Forest waterfall

Fudo Falls不動滹

A 15-metre waterfall at the head of the upper Yugawara valley - free, always open, with a foot bath at a tea house on the approach - and the forest retreat where Natsume Sōseki came while working on the novel he would never finish.

Natural site

  • Admission: Free
  • Hours: Always accessible
  • Access: About 13 minutes by Okuyugawara/Fudo Falls-bound bus from JR Yugawara Station; alight at Fudo Falls stop

Some details below are conservative defaults - see data notes for source conflicts.

About this place

The upper Yugawara valley narrows as it climbs away from the onsen district, and the falls mark roughly the point where the road gives way to forest. Fudo-no-taki drops 15 metres into a shallow pool, visible from the path a few steps before you reach it. The waterfall’s name comes from Fudō Myōo - the immovable, implacable deity at the edge of fire, a figure associated with waterfalls and ascetic practice throughout Japanese Buddhism. The small stone objects near the base are offerings from prayer visits that have made this a worship site since long before it became a tourist stop.

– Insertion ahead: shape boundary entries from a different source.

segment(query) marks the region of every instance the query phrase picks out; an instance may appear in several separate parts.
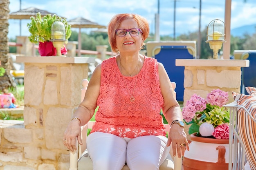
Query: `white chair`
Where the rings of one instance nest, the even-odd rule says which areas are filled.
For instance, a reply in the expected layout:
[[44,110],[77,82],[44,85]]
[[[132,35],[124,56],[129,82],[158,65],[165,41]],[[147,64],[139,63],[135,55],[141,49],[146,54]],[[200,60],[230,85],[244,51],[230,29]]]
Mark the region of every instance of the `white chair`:
[[[252,150],[252,148],[248,147],[253,147],[253,146],[255,145],[255,138],[256,137],[252,136],[252,132],[247,132],[245,126],[244,126],[245,124],[254,124],[254,127],[256,126],[256,119],[255,117],[252,116],[251,114],[244,106],[238,105],[236,102],[234,102],[229,104],[225,105],[225,107],[230,108],[230,117],[229,120],[229,170],[251,170],[251,168],[248,161],[248,159],[253,161],[254,160],[255,162],[255,157],[253,155],[247,155],[250,157],[246,158],[245,150],[251,150],[254,152],[255,150]],[[243,110],[245,115],[241,115],[241,117],[238,116],[238,109]],[[245,117],[248,118],[246,120]],[[256,130],[256,129],[255,130]],[[254,145],[248,144],[244,144],[243,142],[241,135],[239,131],[245,131],[242,136],[244,136],[245,134],[247,135],[247,141],[250,141],[254,142]],[[247,147],[247,148],[246,148]]]
[[[84,96],[86,91],[88,80],[86,79],[83,80],[82,84],[84,88],[82,89],[82,96]],[[174,89],[176,87],[176,84],[172,82],[173,88]],[[83,99],[82,99],[83,100]],[[81,127],[81,137],[83,144],[78,145],[78,149],[74,152],[70,153],[70,170],[92,170],[92,163],[86,149],[86,137],[87,136],[88,130],[91,129],[95,123],[95,121],[89,121],[87,124]],[[170,126],[165,125],[166,132],[169,132]],[[77,142],[77,145],[78,142]],[[171,156],[171,155],[172,155]],[[170,154],[166,159],[160,166],[159,170],[182,170],[182,159],[177,157],[177,154],[173,157],[172,157],[172,150],[171,149]],[[174,168],[173,167],[174,167]],[[122,170],[130,170],[127,165],[125,165]]]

The approach from the bus stop takes a few minutes through a river valley lined with tea houses. At least one runs a foot bath facing the river, with amazake and light refreshments. It is the kind of stop that makes a longer itinerary feel like it has a natural mid-point. The falls are always accessible - no admission, no gate, no particular hours - and the tourist association number (0465-64-1234) is listed for general enquiries rather than ticketing.

Natsume Sōseki spent time in the Yugawara valley while working on Meian (Meian, translated as Light and Darkness) - the novel he had been serialising in the Asahi Shimbun and did not live to finish. He died in December 1916 with the manuscript unresolved. The connection between this valley, the falls area, and that final year of work is documented in the literary record rather than invented by the tourism board. For readers of Sōseki it is worth knowing; for everyone else, the forest and the water are reason enough.

From Yugawara Station, take the Okuyugawara/Fudo Falls-bound bus and alight at the Fudo Falls stop (about 13 minutes). The falls are immediately adjacent to the stop. On the return, the same bus passes the Gosho Jinja stop for Gosho Jinja and the onsen-district stops, making a morning route - station to falls, falls to shrine, shrine back toward the baths - a coherent day without a car.

Why we say this

We promote only facts that exist in the detail record. If a field is missing or sources disagree, we either omit it or flag it below.

Sources checked
3 public sources
Data notes
2 conflict notes
Currentness
Static guide record, not a live inventory feed. Confirm hours, prices, closures, and booking availability before travel.

Visit details

Address: Miyakami, Yugawara, Ashigarashimo District, Kanagawa 750

Access: About 13 minutes by Okuyugawara/Fudo Falls-bound bus from JR Yugawara Station; alight at Fudo Falls stop

Hours: Always accessible

Admission: Free

Phone: 0465-64-1234 (Yugawara Tourism Association general line)

Highlights:

  • 15-metre waterfall with Buddhist Fudō Myōo associations
  • Foot bath at tea house on the approach
  • Sōseki wrote Meian while visiting the Yugawara valley
  • Free parking on-site
  • Return bus stops at Gosho Jinja - easy to combine both in one morning

Data notes

These are points where the platforms and official pages we consulted gave us conflicting information.

  • Foot bath operating status: The foot bath is described in the official tourism site as available at tea houses on the approach. Operating hours and seasonal availability were not confirmed in research. Treat as likely available but not guaranteed year-round. The tourism association line (0465-64-1234) can confirm current status.
  • Sōseki / Meian connection: Sōseki’s time in Yugawara and his work on Meian is documented in the literary record. The specific association with Fudo Falls (as distinct from the broader Yugawara valley) appears in secondary tourism sources rather than primary literary documents. The guide page attributes the connection to the valley rather than specifically to the falls site.